June 28. Early this summer we learned Google and the University of Chicago Medical Center are being sued for violating patients' privacy following a data-sharing partnership that the two parties inked two years ago. A new class-action lawsuit, which was first reported on by the New York Times, accuses the hospital system of sharing with the tech conglomerate patient data that could be identifiable, namely doctors’ notes and the timeframe of their visits. 

August 7. It hasn’t been the smoothest road for Google this year. Nearly five years after Alphabet purchased DeepMind, an AI-focused technology entity, it is still continuing to report massive losses on the subsidiary.
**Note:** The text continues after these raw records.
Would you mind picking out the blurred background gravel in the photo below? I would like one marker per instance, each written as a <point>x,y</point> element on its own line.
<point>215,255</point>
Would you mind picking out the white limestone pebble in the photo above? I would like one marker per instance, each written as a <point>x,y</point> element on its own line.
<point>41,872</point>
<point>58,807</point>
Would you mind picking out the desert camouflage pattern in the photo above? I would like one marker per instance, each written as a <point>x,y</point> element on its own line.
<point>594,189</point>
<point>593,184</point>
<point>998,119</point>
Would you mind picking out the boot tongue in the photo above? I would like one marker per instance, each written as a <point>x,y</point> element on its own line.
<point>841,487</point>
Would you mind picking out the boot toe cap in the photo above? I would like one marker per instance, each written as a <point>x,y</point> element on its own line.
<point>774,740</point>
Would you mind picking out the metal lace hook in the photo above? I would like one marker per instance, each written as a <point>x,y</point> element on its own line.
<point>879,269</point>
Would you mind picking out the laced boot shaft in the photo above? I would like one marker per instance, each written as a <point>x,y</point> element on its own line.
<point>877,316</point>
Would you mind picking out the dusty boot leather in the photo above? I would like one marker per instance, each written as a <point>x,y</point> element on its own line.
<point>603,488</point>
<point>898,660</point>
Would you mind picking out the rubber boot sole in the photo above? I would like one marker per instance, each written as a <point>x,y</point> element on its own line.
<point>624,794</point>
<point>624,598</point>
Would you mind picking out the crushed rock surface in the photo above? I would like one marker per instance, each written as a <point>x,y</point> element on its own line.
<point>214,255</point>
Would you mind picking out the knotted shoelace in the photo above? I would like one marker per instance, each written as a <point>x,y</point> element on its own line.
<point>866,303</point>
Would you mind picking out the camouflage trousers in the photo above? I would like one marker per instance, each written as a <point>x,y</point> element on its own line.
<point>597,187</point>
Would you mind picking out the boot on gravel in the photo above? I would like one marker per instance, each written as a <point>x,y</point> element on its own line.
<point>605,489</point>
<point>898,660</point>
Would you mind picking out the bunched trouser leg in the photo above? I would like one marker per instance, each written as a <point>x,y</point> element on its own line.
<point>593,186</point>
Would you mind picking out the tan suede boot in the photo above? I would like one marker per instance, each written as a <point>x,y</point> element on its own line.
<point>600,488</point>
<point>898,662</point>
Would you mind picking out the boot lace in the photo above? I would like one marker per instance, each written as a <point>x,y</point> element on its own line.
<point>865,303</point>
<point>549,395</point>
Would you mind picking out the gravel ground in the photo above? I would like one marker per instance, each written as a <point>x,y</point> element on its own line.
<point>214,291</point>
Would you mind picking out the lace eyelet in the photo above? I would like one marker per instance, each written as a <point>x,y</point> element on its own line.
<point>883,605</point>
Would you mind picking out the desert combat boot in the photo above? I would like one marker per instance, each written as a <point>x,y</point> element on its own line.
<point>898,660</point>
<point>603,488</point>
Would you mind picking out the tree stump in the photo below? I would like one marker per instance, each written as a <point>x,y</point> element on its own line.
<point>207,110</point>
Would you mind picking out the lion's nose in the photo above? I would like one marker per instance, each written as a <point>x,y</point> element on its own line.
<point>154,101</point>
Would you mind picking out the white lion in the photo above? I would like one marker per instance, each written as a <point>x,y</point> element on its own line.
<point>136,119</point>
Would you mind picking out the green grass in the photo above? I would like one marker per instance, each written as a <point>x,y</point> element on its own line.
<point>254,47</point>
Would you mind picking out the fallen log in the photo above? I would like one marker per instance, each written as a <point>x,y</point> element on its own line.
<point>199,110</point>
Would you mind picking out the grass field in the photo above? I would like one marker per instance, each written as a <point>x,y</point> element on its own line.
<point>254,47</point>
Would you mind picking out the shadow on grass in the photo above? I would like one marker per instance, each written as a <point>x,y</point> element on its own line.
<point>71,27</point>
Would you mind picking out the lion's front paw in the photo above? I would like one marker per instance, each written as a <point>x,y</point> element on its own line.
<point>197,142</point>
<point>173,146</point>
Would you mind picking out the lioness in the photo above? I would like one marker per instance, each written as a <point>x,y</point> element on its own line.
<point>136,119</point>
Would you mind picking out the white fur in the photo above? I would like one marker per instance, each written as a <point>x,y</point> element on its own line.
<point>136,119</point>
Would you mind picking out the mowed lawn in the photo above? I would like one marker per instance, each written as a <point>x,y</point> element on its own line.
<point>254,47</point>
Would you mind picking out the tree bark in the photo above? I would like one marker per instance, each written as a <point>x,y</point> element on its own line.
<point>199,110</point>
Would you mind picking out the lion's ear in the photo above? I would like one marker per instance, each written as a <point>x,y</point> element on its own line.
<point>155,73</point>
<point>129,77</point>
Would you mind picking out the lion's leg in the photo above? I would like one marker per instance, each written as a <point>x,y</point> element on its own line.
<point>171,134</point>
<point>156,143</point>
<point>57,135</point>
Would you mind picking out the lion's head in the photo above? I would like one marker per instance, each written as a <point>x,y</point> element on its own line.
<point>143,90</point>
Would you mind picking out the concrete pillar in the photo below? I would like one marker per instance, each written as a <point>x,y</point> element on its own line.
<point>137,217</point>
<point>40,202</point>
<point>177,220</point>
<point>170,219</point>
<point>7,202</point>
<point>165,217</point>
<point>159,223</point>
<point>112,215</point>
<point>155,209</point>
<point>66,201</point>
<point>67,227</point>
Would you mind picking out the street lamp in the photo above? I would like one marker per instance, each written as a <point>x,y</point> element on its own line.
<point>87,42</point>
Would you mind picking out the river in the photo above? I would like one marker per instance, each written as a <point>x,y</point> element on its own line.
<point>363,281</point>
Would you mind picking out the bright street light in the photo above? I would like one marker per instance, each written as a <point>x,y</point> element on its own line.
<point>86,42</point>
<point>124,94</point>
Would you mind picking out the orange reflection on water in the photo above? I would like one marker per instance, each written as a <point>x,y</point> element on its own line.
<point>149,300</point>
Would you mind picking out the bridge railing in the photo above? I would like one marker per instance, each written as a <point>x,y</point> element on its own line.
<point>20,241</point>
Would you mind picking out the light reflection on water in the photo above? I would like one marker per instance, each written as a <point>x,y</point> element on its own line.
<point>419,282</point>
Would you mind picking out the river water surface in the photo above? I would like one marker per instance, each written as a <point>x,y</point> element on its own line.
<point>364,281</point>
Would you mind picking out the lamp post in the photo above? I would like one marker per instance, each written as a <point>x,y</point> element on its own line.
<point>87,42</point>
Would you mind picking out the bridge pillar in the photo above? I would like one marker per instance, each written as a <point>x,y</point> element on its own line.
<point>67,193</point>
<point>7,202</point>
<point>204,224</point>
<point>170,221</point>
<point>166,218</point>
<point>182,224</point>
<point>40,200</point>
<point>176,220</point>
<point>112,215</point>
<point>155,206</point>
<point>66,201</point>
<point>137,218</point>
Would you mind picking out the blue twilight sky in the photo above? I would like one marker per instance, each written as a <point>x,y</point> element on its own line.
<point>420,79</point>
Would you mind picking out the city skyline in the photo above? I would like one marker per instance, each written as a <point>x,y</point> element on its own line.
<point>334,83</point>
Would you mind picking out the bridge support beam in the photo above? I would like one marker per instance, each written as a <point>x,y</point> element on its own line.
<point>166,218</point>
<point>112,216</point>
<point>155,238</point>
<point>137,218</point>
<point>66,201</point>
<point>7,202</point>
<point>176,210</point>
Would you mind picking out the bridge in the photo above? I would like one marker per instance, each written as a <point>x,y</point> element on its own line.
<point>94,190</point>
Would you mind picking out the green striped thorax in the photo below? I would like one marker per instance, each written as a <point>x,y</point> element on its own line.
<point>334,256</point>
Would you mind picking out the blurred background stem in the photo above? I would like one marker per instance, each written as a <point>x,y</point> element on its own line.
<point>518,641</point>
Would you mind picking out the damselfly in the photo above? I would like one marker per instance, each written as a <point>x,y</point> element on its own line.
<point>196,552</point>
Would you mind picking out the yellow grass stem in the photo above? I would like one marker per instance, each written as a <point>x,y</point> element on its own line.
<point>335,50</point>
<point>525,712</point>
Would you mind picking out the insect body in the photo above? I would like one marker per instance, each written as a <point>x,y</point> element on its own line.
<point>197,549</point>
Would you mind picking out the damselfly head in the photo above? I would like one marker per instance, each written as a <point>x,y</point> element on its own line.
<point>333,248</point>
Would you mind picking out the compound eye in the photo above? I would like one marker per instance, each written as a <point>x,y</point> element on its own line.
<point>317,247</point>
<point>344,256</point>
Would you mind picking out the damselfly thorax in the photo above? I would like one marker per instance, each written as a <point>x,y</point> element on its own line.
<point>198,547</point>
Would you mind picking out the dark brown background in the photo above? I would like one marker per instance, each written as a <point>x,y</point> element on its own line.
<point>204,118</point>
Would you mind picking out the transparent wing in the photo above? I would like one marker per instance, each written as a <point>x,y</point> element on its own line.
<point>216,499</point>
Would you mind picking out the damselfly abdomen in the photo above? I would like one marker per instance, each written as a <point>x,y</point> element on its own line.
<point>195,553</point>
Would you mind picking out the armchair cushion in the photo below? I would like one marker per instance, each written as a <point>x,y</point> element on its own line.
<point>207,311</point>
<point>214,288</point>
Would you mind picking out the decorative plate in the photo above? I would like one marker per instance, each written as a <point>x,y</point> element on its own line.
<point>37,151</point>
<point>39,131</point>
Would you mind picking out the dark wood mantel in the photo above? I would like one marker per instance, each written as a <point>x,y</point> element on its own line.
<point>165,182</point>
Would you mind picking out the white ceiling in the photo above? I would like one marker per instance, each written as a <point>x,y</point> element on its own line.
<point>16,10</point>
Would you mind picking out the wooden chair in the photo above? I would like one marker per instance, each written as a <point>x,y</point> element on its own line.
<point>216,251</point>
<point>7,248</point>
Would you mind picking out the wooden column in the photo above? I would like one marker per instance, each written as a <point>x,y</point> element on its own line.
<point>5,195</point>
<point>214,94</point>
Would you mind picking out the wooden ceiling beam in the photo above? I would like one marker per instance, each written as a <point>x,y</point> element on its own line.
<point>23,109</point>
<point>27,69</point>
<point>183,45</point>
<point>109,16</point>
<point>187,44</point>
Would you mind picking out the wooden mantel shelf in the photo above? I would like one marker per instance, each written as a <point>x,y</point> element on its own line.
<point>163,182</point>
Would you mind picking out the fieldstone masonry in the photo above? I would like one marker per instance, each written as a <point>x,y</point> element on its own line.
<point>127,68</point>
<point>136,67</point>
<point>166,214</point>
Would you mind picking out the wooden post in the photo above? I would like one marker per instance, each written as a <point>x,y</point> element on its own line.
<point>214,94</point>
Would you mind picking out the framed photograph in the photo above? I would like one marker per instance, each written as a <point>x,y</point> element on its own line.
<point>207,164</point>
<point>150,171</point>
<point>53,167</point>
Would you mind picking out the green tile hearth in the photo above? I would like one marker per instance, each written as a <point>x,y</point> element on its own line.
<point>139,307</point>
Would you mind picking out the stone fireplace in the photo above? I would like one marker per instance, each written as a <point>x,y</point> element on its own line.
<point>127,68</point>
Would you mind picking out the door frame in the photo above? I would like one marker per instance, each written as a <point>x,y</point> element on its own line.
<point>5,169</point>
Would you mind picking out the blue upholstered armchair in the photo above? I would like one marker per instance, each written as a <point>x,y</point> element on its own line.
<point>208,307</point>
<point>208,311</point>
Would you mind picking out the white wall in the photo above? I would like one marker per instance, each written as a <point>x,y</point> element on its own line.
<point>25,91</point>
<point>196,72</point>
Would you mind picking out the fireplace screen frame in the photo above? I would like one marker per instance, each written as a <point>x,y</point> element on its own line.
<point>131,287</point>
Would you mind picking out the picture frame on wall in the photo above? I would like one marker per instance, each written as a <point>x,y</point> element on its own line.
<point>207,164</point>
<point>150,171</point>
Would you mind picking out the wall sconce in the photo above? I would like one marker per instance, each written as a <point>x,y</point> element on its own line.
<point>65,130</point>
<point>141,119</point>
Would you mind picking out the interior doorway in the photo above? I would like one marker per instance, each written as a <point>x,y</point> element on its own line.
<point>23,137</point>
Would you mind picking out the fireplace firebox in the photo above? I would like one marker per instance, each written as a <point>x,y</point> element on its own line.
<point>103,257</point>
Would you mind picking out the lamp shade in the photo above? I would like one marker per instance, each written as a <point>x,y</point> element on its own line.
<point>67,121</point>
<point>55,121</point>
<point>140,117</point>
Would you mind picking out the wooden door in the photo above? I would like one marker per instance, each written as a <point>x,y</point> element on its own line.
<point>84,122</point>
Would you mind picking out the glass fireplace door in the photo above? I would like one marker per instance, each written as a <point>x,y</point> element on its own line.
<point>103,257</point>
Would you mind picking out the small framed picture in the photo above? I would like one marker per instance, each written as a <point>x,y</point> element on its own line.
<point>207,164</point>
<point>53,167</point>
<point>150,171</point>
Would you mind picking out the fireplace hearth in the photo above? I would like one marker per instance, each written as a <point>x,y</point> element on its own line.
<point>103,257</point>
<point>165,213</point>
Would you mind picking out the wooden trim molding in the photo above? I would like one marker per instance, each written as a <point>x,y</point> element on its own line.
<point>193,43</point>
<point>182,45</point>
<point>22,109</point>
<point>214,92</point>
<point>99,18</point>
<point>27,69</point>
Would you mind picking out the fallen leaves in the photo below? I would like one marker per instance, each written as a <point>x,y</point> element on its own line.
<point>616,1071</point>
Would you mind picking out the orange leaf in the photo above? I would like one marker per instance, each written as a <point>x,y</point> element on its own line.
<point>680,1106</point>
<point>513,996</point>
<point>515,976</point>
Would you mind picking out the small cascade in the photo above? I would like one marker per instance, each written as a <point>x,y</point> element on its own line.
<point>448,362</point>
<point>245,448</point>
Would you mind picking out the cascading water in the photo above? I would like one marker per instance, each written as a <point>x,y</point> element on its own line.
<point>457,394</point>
DeepMind released its latest strategic report, revealing that its losses for the financial year were £470 million, or roughly $571 million.

September 3. Again looking to the hearing space, Google teamed up with Cochlear and GN Hearing to launch a new service that uses Bluetooth Low Energy to stream content from Android devices directly to hearing aids. Customers will be able to use their hearing aids to tap into the audio from their Android device.

September 18. Google announced that the health team at DeepMind is joining Google Health. This wasn’t exactly a surprise. Last November the tech conglomerate announced that DeepMind’s health team would be joining Google Health. 

September 30. Former FDA Commissioner Dr. Robert Califf joined Alphabet as its full-time head of strategy and policy for Verily Life Sciences and Google Health.

October 15. Google announced that its Pixel 4 phone will be the first mobile phone with a radar sensor. It's the first public rollout of the company’s Project Soli, an experimental, radar-based gesture tracker co-developed with Infineon. While health was only mentioned very peripherally, its tracking features have potential to be integrated with health. 

November 1. After a month of rumors, Google and Fitbit announced that the former officially purchased the wearable giant for roughly $2.1 billion, or $7.35 per share, in cash. Fitbit stressed that its devices will remain platform-agnostic across the Android and iOS ecosystems. Still, a blog post from Google discussing the acquisition made it clear that we can also expect to see some Google wearables in the future. 

November 5. Dr. Karen DeSalvo, formerly the national coordinator for Health IT, has been tapped as the first chief health officer at Google. She led a series of successful projects during her two-and-a-half-year public post, some of which were focused on EHR certification for the meaningful use program, interoperability advancements and patient access initiatives.

November 11. News broke that Google has been working on a project involving patient data with health plan Ascension. The program, dubbed Project Nightingale, drew concerns among many patients (and some Ascension employees) about patient privacy. However, it appears the program is HIPAA-compliant. 

November 21. Google Health offered a peek at what it's planning for its next set of clinical digital tools. It includes a more integrated charting system that aims to make it easier for doctors to search for a variety of metrics and notes. It will let doctors see recent and historical trends, and query the chart with their own words and typos. 

December 11. Google’s acquisition of Fitbit raised antitrust flags from the federal government. The DOJ announced that it will be looking into the deal, specifically Google’s view into individuals’ private data that the acquisition would lend.